In the letter, Boxer asked whether any other commissioners "past or present" knew of the report’s existence and why it was never made public. She also asked whether it was "shelved because the outcome was not to the liking of some of the commissioners and/or any outside powerful interests?"The report, written by two economists in the FCC’s Media Bureau, analyzed a database of 4,078 individual news stories broadcast in 1998. The broadcasts were obtained from Danilo Yanich, a professor and researcher at the University of Delaware, and were originally gathered by the Pew Foundation’s Project for Excellence in Journalism.
The analysis showed local ownership of television stations adds almost five and one-half minutes of total news to broadcasts and more than three minutes of "on-location" news. The conclusion is at odds with FCC arguments made when it voted in 2003 to increase the number of television stations a company could own in a single market. It was part of a broader decision liberalizing ownership rules.
At that time, the agency pointed to evidence that "commonly owned television stations are more likely to carry local news than other stations."
And you just know that evidence was skewed to fit a pre-ordained ideological belief as opposed to any actual examination of the facts at hand.

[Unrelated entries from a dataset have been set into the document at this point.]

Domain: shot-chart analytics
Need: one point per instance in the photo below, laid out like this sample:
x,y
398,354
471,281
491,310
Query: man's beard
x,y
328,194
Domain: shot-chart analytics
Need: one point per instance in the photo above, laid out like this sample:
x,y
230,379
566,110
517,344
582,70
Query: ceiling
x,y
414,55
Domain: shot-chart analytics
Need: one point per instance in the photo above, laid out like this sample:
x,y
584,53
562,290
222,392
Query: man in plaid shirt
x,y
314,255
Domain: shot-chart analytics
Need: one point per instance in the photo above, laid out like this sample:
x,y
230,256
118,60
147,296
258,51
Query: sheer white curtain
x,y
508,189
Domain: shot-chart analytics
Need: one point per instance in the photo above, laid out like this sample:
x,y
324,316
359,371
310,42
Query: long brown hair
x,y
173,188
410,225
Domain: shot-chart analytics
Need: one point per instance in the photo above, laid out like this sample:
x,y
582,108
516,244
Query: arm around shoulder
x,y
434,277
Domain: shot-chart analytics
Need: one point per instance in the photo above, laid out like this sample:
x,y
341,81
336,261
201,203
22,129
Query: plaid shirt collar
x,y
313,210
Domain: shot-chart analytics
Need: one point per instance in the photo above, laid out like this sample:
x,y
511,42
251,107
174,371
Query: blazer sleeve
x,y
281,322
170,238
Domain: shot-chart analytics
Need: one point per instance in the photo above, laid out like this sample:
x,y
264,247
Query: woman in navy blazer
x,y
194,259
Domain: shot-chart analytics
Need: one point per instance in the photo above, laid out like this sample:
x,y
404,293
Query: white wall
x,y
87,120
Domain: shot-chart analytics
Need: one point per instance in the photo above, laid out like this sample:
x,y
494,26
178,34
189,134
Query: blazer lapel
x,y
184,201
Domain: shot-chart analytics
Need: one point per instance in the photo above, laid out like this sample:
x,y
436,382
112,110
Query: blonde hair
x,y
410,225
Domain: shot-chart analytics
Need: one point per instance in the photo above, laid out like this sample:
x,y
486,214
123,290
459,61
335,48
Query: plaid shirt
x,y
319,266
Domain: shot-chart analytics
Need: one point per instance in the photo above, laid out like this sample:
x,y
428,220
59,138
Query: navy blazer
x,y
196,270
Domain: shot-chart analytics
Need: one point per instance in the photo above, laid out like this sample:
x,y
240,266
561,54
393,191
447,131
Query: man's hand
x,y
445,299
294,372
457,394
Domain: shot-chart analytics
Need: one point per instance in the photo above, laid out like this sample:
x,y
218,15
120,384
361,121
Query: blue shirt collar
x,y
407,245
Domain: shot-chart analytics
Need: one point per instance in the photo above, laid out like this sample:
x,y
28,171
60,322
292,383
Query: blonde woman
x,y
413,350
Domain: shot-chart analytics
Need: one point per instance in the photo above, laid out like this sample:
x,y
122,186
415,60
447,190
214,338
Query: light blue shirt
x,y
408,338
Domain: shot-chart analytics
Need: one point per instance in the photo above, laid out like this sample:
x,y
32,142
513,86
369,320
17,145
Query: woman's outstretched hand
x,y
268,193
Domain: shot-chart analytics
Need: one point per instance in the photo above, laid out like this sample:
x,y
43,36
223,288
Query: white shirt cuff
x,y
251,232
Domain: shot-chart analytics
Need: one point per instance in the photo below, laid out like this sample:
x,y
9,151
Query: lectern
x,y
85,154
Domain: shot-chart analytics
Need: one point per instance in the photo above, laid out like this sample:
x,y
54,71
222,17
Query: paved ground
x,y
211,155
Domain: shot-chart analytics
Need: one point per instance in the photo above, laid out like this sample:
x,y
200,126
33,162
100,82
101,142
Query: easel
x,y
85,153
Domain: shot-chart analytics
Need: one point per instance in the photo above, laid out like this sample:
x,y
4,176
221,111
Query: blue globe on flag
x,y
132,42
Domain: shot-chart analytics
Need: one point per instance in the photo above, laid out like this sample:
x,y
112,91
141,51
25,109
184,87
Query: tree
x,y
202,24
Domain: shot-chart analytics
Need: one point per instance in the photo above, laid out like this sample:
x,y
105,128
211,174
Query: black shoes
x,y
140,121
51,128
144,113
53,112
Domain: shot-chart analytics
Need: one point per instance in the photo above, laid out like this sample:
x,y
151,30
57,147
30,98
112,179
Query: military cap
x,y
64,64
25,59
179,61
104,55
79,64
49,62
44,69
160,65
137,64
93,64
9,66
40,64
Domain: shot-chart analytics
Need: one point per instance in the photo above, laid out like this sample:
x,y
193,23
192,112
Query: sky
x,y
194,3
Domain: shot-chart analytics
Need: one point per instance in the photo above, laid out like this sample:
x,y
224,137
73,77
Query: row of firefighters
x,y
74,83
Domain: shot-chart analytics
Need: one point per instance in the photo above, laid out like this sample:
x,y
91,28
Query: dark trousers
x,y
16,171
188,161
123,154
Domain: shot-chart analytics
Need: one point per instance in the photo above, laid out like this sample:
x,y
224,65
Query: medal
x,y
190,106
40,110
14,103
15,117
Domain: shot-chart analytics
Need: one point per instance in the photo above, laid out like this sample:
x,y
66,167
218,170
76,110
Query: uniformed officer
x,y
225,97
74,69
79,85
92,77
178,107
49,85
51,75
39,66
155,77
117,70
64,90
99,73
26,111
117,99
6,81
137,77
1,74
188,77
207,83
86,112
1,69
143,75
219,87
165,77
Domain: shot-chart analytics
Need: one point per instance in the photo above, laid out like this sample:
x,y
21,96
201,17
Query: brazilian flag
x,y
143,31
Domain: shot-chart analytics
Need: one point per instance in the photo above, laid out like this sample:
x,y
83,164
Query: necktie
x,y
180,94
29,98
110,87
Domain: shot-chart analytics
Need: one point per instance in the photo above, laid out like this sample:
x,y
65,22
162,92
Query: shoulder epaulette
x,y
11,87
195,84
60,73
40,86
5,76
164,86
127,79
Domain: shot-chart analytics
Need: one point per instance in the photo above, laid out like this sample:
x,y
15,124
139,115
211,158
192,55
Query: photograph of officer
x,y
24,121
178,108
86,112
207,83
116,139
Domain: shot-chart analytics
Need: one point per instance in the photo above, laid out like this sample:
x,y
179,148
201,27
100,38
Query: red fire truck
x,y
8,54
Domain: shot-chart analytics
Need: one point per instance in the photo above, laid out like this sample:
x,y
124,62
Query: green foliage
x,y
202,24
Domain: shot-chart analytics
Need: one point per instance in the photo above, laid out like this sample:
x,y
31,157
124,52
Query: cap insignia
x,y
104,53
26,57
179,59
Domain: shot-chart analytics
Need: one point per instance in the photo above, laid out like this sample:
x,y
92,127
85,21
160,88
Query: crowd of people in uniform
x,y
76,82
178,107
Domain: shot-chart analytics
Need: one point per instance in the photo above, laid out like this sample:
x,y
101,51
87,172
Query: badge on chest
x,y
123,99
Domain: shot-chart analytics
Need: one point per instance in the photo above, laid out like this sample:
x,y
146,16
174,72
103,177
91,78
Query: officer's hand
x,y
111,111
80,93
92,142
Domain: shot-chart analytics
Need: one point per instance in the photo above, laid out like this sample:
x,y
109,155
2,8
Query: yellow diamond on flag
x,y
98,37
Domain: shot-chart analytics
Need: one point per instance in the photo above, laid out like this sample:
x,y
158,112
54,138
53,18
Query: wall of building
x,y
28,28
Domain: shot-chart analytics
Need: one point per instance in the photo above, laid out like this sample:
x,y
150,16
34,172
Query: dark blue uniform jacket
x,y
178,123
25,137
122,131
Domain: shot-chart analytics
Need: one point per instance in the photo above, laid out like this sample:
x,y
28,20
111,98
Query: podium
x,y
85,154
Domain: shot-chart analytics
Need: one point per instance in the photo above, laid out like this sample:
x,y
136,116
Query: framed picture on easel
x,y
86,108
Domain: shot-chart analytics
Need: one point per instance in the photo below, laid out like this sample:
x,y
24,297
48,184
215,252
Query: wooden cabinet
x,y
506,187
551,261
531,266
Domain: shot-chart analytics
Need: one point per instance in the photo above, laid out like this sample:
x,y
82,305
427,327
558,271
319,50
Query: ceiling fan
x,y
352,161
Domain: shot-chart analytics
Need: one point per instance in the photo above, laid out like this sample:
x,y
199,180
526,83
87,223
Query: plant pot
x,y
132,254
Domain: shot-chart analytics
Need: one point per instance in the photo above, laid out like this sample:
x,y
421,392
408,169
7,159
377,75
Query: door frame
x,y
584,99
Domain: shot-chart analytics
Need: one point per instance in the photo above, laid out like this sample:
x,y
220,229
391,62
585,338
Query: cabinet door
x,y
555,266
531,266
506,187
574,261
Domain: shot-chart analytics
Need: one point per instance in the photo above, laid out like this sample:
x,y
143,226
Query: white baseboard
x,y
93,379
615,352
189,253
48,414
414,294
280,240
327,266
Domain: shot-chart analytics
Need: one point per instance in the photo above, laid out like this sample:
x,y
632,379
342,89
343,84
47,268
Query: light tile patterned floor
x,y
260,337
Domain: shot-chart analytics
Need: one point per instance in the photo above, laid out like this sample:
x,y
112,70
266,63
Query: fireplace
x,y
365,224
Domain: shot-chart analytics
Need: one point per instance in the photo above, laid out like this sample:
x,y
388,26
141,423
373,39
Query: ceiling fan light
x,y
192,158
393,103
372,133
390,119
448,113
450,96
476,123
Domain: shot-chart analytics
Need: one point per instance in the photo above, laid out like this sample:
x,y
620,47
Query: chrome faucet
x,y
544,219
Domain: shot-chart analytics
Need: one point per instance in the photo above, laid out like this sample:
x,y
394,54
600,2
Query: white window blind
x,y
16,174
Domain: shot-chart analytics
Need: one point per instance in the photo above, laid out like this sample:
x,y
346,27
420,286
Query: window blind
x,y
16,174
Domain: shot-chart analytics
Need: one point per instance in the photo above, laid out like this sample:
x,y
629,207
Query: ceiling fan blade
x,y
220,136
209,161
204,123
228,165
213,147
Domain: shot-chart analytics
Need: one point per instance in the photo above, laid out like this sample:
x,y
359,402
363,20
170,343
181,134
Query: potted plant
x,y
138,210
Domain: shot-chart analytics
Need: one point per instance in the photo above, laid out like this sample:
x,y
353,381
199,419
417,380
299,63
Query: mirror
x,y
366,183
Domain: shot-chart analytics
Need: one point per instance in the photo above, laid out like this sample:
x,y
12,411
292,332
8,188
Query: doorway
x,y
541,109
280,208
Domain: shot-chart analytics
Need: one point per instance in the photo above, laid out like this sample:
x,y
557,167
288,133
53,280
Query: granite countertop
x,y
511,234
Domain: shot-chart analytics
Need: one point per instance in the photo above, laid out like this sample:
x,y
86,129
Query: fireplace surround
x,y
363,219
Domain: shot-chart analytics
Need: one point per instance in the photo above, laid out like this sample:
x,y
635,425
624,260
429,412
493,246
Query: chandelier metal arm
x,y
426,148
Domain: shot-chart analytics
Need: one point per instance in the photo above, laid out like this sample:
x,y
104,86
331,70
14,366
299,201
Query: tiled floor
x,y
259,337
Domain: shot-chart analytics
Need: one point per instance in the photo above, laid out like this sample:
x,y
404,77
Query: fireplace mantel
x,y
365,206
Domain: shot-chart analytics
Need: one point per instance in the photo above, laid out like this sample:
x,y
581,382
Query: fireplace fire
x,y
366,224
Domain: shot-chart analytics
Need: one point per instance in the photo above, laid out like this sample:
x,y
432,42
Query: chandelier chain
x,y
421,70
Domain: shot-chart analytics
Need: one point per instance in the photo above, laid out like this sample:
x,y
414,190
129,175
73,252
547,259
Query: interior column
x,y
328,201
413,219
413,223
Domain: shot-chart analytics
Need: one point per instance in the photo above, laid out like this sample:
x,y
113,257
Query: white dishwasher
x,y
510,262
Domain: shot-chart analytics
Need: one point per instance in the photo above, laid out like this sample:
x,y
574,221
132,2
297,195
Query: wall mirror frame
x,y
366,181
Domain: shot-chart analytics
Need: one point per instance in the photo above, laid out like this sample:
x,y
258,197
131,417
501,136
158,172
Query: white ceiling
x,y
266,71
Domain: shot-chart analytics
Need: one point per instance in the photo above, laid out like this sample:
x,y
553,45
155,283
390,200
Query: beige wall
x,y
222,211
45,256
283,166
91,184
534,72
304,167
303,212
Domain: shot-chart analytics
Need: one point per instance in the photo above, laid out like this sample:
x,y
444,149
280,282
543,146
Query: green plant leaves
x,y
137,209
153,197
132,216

So when someone later on Did examine the evidence and saw what really happens when you let big media companies monopolize the local airwaves, that evidence was thoroughly destroyed. It wasn’t true, because it didn’t agree with the party line. It had to be destroyed. They probably danced in the paper shreds afterward.
Big corporate media monopolization is the single biggest reason why tv and radio are so worthless nowadays. Thank god for the Internet. And now that I think of it, that might be why the big media companies and news networks hate Al Gore so much.